Abstract

This study explored the feasibility and clinical outcome of kyphoplasty for the treatment of painful osteoporotic thoracolumbar burst fractures without neurological deficit. A total of 25 consecutive patients with painful type-A3 amyelic thoracolumbar fractures without neurological deficit were treated by kyphoplasty. Pain was measured using the self-reporting visual analog pain scale (VAS) preoperatively, postoperatively, and at 6-month follow-up. Disability was measured using the Oswestry Disability Index (ODI) preoperatively, postoperatively, and at 6-month follow-up. The height of the fractured vertebral body, kyphotic angle, and spinal canal compromise were measured preoperatively, postoperatively, and at 6-month follow-up. Relief of pain was achieved 24 hours postoperatively. Mean VAS score decreased from 8.2+/-1.3 preoperatively to 2.8+/-0.8 postoperatively (P<.05), and was maintained at 2.9+/-1.1 at 6-month follow-up. The ODI score varied from 68.2%+/-6.6% preoperatively to 35.3%+/-2.8% postoperatively (P<.05). Improvement was maintained at 6-month follow-up.

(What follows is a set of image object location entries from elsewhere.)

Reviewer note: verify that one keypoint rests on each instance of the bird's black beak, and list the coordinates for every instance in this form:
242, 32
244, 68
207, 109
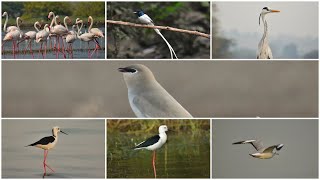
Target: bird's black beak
127, 69
63, 132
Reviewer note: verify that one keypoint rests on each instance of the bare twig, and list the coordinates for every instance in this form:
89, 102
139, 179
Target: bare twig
159, 27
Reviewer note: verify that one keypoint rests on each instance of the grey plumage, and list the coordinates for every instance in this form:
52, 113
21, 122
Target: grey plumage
147, 98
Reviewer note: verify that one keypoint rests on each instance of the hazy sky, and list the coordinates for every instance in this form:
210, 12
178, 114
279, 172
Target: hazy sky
298, 158
295, 18
80, 154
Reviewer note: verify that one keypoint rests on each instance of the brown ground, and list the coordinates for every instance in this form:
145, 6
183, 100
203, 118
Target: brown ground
205, 89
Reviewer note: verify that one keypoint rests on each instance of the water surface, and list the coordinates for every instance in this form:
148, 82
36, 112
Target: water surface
185, 155
80, 154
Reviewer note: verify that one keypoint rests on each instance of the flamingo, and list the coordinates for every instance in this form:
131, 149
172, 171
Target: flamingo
87, 37
70, 38
94, 31
13, 35
41, 37
30, 36
59, 30
10, 28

Postoperatively, the height of anterior vertebrae (Ha) was restored from 61.5%+/-13.9% to 85.3%+/-10.6%, the height of midline vertebrae (Hm) restored from 73.0%+/-19.3% to 83.3%+/-7.4%, the kyphotic angle from 21.7 degrees +/-7.8 degrees to 8.6 degrees +/-6.6 degrees, and the spinal canal compromise from 20.1%+/-4.1% to 17.8%+/-1.3%. At 6-month follow-up, maintenance of the height restoration and kyphotic deformity correction was found. No significant difference was noted in pre- and postoperative spinal canal compromise. Kyphoplasty is a relatively safe and effective method for the treatment of painful osteoporotic thoracolumbar burst fractures.